Во ИндЂйской земли княжать все хоросанци, и бояре все хоросанци, а гундустанци все пЂшиходы, а ходят борзо, а все нагы да босы, да щитъ в руцъ, а в другой мечь, а иныя слугы с великими с прямимы лукы да стрелами. А бой их все слоны, да пЂших пускають наперёд, хоросанци на конехъ да в доспЂсехъ и кони, и сами; а к слономъ вяжуть к рылу да к зубом великмъ мечи по кендарю[152] кованы, да оболочат ихъ в доспЂхъ булатный, да на них учинены городъкы, да в горотькЂ по 12 человЂкъ в доспЂсех, да все с пушками да стрелами».
Они поднимались всё выше в горы. Мрачный лес остался внизу. Пыльная дорога вилась между скал, земля была каменистой, здесь росли приземистые деревья, по обочинам журчали ручьи, исчезая в джунглях. Когда из еды у них осталась одна лепёшка, Хоробрит стрелой сбил небольшого козла, выбежавшего на тропу, зажарил его. Но Кабир отказался от жаркого, с отвращением заявив, что индусы ни под каким предлогом не едят мяса.
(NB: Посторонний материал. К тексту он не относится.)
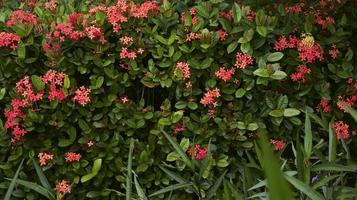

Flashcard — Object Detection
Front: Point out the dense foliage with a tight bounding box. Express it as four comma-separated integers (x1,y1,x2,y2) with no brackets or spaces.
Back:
0,0,357,200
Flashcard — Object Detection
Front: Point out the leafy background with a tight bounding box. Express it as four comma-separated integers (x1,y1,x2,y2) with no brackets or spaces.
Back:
0,0,357,199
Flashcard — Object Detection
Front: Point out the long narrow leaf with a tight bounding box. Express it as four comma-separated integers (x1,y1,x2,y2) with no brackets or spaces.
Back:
126,138,134,200
32,160,52,190
284,174,324,200
259,134,294,200
149,183,192,197
7,178,55,200
206,170,227,199
161,129,193,168
4,159,24,200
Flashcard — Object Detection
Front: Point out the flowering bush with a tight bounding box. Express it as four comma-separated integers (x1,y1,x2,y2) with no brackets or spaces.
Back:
0,0,357,200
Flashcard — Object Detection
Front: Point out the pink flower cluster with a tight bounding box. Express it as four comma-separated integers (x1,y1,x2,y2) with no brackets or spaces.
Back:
290,65,311,83
38,152,53,167
234,52,254,69
73,86,90,106
216,67,235,82
55,180,71,199
89,0,159,32
176,62,191,80
0,32,21,50
270,139,286,151
187,144,207,160
333,121,350,140
200,88,221,107
6,10,38,27
65,152,82,162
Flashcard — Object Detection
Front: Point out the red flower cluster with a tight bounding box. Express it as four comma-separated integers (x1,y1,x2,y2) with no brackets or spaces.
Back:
216,67,235,82
333,121,350,140
270,139,286,151
89,0,159,32
55,180,71,199
187,144,207,160
176,62,191,80
6,10,38,27
200,88,221,107
290,65,311,83
234,52,254,69
65,152,82,162
73,86,90,106
38,152,53,167
0,32,21,50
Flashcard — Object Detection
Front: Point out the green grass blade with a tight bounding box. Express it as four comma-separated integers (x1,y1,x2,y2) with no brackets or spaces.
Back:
328,122,337,162
161,129,193,168
7,178,55,200
282,175,325,200
125,138,134,200
149,183,192,197
32,159,52,190
206,170,227,200
4,159,24,200
134,174,148,200
304,110,312,159
159,166,190,184
259,134,294,200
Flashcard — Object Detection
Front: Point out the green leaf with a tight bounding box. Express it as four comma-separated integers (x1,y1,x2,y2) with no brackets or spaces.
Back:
257,133,294,200
134,174,148,200
4,159,24,200
16,42,26,59
267,52,284,62
0,88,6,100
227,42,239,54
304,110,312,158
31,75,45,90
81,158,102,183
159,166,190,184
284,174,325,200
253,68,270,78
269,110,284,117
257,26,268,37
58,126,77,147
270,70,288,80
32,159,52,190
161,128,193,167
235,88,247,98
233,3,242,24
4,178,55,200
206,170,227,200
125,138,134,200
149,183,192,197
284,108,301,117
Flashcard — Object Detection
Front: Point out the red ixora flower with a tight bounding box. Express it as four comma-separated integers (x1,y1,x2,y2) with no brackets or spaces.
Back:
73,86,90,106
290,65,311,83
235,52,254,69
200,88,221,107
55,180,71,199
65,152,82,162
187,144,207,160
216,67,235,82
38,152,53,167
0,32,21,50
333,121,350,140
270,139,286,151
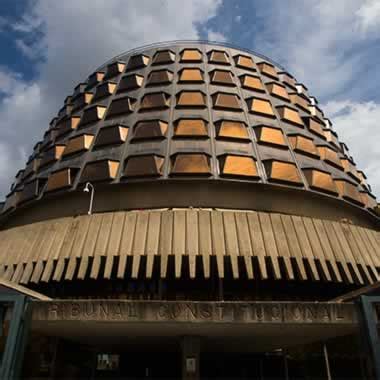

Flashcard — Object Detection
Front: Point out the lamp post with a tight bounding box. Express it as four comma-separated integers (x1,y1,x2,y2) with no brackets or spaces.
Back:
83,182,95,215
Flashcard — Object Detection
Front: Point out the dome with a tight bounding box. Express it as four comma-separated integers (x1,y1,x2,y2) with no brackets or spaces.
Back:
0,41,380,285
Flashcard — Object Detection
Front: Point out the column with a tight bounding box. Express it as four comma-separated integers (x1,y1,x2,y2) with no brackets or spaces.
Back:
181,336,200,380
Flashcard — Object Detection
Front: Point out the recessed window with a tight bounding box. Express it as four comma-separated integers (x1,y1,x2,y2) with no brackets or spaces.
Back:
80,106,106,126
153,50,175,65
264,160,302,186
340,158,363,182
140,92,170,111
80,160,119,183
289,93,310,113
95,125,129,147
247,98,276,118
179,68,204,83
208,50,230,65
174,119,208,137
87,71,105,89
123,154,164,178
177,91,206,108
181,49,202,63
127,54,149,70
302,117,326,139
58,104,73,118
39,145,65,168
276,106,304,127
19,178,46,203
147,70,173,86
171,153,211,175
323,130,341,150
23,158,41,179
334,179,363,206
132,120,168,141
359,191,378,210
257,62,278,79
212,92,242,111
318,146,343,169
266,82,289,101
254,125,288,149
278,71,296,88
240,75,265,92
117,74,144,92
94,82,116,100
210,70,235,86
303,168,337,195
215,120,250,141
219,154,259,178
72,83,86,98
107,96,136,119
289,135,319,158
309,105,324,122
46,168,79,192
72,92,94,110
63,134,94,156
234,55,256,70
104,61,125,78
296,83,309,98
На следующий день они поднялись на перевал, где буйные чащи розового тамариска источали пряный запах. Далеко внизу на западе, откуда они пришли, на лесистых склонах хребта клубились утренние туманы, а ещё ниже темнели джунгли. Выше них в розовом небе плавали орлы и вздымались вершины гор. На востоке вставало солнце, и в его лучах желтели высокие купола минаретов; синяя предутренняя дымка скрывала спящий город.
— Джуннар! — воскликнул Кабир, показывая на вспыхивающие золотом купола. — Погляди, русич, какая царственная красота сотворена Всевышним! Где ты ещё увидишь подобное! — Он широко обвёл рукой светлеющий горизонт, где в сумрачных ущельях между величественными горами ещё мерцали дрожащие огоньки угасающих звёзд и вспыхивали зарницы, словно пламя преисподней.
Рождённый поэтом всегда им остаётся до самой смерти. Увиденное извлекло из памяти Кабира воспоминание, которым он поделился с Хоробритом.
— Однажды мать рассказала мне сказку, которая, подобно бриллианту, сверкает в ожерелье мудрых творений моего народа. Послушай!
«Эго было давно, и мир тогда был ещё юн, тот мир, который уже стар. И всё было не так, как теперь, и Великий Вестарван был царём над горами. И тучи ложились плащом на его плечи, а голова стояла гордо и одиноко в синем небе. Надменный, он взирал лишь на солнце и звёзды. И тёмной ночью звёзды сияли венцом вокруг его головы. Зависть и злоба закрались в сердца окрестных гор: Харамука и Нангапарбат гневались и негодовали на презрение Вестарвана. Одна дивная Гвашбрари, холодная и сияющая среди льдов, молчала, наслаждаясь своей красотой. Однажды, когда Вестарван окутался тучами и скрылся из глаз, окрестные горы повели злобные речи. И с презрением сказала им красавица Гвашбрари: чего вы спорите и негодуете? Горд великий Вестарван, и главу его венчают звёзды, но ноги его здесь, на земле, как и у нас. В нём только немного больше камня, вот и всё.